As a business grows, it spreads out its wealth until it takes many forms. The value of a company includes its assets such as buildings, equipment, human resources and cash. In financial statements, a cash balance refers to the business's liquid assets that are available to use at any time and for any purpose.
Improved Cash Flow
A large cash balance helps a business manage its cash flow. Even if revenue drops temporarily or is delayed, the business will still have enough cash on hand to meet its obligations such as loan payments and payroll. The large cash balance acts as a buffer and requires less active management, which means financial officers have more time to spend on other tasks.
With a large cash balance, a business doesn't need to borrow money as often. Besides borrowing to make up for cash flow problems, businesses without large cash balances also borrow to make day-to-day purchases. All of this borrowing adds up and costs the business in the form of interest. With a large cash balance, money is available for operational purchases without the need to borrow. Fewer loans and less use of credit cards save money and put the large cash balance to good use.
In addition to the money it saves, a large cash balance can also be a source of additional revenue for a business by earning interest. In order for the cash balance to remain a liquid asset, it must remain in an account that is always accessible, which limits the amount of interest it can earn. However, even in a standard savings account, a large cash balance can earn interest that adds up to a significant amount of money over time. Compared to the interest a business would otherwise pay to borrow money, the interest it earns on a large, idle cash balance is especially valuable.
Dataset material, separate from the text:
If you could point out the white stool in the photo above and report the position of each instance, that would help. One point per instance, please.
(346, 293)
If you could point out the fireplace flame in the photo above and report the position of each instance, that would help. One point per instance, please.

The only real disadvantage to a large cash balance is the fact that money in the bank limits a business's ability to grow. While it makes sense for a business to maintain some liquid assets, the rest of its income can usually go to more profitable use by strengthening the company or paying for expansion. Instead of adding to a large cash balance, money can go toward increasing payroll to hire more and better workers, toward paying down debt or into investments that will pay off in the future. A cash balance is more secure but does little to help a business grow until it can be put to use.